03 October 2014

parenting with stubborn hope


Tuesday afternoon, I got a voice mail message from Walker's principal informing us that the school had been on lock-down for about 30 minutes.  About an hour later, I read an article about a home invasion that left police in pursuit of 4 armed suspects.  A shot had been fired.  Two blocks from the school.  Of course, I was reading all of this after the fact.  2 suspects had been arrested, one swam across the Chattahoochee River (naturally), and the other was at-large.  But not near the school, I guess.  I kinda forgot about it until Walker got off the bus.

I asked him to sit by me on the patio steps out front.  I started with, "how was your day?"  But interrupted him when he began to say, "good" and blurted out "was there a lock-down?"

So he told me about it.  They were at lunch when it happened.  They had to climb under the tables.  At this point I felt myself get that familiar here-come-the-waterworks sensation.  At the same moment, I asked if he was scared.  I recognized the look in his eyes and heard the crack in his voice.  He was about to cry himself.  Thankfully, that small voice in my brain whispered, "be strong and let him tell his story, don't you dare cry."  And I didn't.  And he told his story.  As he told it, I noticed his long lashes, and his little freckles.  I remembered that he is still so little even though he is getting bigger.

For the briefest of moments, I thought about the parents that never got to hear about a safe lock-down.  Instead they met with police officers or investigators or whoever it is that shares the worst news a parent can imagine.  I remembered those kiddos from Newtown that would be Walker's age if there hadn't been a gunmen in their halls.

As we discussed the details of being on red, then yellow, then red again;  I asked Walker if he recited Psalm 23.  He shook his head and told me he wasn't "that scared."  We memorized Psalm 23 after Newtown.

As the night gets quiet, I find myself lingering on the paradox.  The fear in my heart when I hear that he had to crawl under his lunch table.  The relief that I get to hear him tell me that story.  And this, all in a school where there wasn't actually an event.  Just something in the neighborhood.  And I am reminded how desperate we are to protect our children.  How easily I can imagine hiding them away safe from all harm.

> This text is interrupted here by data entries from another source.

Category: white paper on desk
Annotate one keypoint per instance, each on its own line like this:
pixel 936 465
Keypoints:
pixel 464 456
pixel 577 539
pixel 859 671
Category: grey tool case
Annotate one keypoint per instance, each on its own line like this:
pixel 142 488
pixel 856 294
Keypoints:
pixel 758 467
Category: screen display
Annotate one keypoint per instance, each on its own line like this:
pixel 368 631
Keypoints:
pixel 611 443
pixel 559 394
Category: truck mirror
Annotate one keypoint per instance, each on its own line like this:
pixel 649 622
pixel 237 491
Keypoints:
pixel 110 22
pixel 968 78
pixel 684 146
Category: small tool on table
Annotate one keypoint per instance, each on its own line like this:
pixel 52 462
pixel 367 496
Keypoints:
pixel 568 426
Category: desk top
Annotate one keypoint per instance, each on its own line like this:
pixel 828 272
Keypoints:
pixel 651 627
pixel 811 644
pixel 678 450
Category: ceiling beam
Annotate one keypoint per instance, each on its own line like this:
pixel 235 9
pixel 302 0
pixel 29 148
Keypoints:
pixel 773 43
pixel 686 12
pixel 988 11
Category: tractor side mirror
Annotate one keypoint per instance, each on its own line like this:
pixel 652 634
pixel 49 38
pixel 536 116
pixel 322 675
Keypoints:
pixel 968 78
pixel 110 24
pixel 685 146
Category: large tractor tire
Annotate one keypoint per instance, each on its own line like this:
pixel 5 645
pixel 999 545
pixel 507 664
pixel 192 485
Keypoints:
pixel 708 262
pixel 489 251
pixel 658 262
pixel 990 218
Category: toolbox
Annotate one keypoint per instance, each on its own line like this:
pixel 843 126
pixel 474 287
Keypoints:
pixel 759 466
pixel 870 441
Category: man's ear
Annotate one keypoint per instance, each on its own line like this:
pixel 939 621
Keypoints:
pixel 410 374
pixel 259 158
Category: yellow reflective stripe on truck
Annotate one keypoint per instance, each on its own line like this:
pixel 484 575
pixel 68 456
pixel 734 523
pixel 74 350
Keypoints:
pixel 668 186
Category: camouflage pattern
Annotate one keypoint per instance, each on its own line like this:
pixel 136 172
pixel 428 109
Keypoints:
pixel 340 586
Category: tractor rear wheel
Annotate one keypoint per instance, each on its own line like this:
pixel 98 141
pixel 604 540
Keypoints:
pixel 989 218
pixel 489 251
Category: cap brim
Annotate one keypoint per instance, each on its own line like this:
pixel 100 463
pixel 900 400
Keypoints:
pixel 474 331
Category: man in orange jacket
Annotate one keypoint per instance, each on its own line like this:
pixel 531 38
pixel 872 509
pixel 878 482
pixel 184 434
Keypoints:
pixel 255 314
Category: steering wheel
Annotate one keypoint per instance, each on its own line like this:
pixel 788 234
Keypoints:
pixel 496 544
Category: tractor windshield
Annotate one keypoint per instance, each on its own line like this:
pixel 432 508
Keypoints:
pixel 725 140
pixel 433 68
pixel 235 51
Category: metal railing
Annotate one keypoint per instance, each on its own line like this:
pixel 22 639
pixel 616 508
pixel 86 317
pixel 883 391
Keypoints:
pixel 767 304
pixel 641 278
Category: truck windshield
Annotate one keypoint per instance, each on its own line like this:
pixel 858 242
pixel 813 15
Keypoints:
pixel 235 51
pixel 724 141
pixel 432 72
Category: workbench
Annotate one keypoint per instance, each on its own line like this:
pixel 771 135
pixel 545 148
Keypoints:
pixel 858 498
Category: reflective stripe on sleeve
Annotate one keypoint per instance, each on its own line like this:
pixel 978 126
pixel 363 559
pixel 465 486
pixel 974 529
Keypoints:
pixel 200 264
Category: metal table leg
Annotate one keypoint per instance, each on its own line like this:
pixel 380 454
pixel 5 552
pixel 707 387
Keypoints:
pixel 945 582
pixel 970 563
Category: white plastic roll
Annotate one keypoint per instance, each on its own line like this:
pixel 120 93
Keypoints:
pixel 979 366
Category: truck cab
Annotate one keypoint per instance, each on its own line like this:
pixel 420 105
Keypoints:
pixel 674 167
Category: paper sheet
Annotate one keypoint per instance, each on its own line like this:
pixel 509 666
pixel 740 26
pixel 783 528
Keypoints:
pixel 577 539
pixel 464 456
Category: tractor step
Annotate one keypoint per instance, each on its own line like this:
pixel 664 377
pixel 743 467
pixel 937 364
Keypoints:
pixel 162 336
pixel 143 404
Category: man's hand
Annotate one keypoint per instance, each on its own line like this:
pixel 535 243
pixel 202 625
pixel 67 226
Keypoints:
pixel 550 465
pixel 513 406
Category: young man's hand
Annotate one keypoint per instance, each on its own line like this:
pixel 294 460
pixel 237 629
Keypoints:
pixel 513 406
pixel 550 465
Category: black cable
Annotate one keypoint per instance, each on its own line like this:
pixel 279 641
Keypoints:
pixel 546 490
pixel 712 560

Knowing deep down, I could never do that.

So much of parenting relies on this stubborn hope.  We believe that God can make good from our efforts, even on our worst days.  We trust that He will give us wisdom to parent well, when we don't have any answers. We hold on tightly to the confidence that He loves our children even more than we do, believing He goes with them.  We believe He holds them close even under cafeteria tables, especially under cafeteria tables.  We parent with hope, every single day.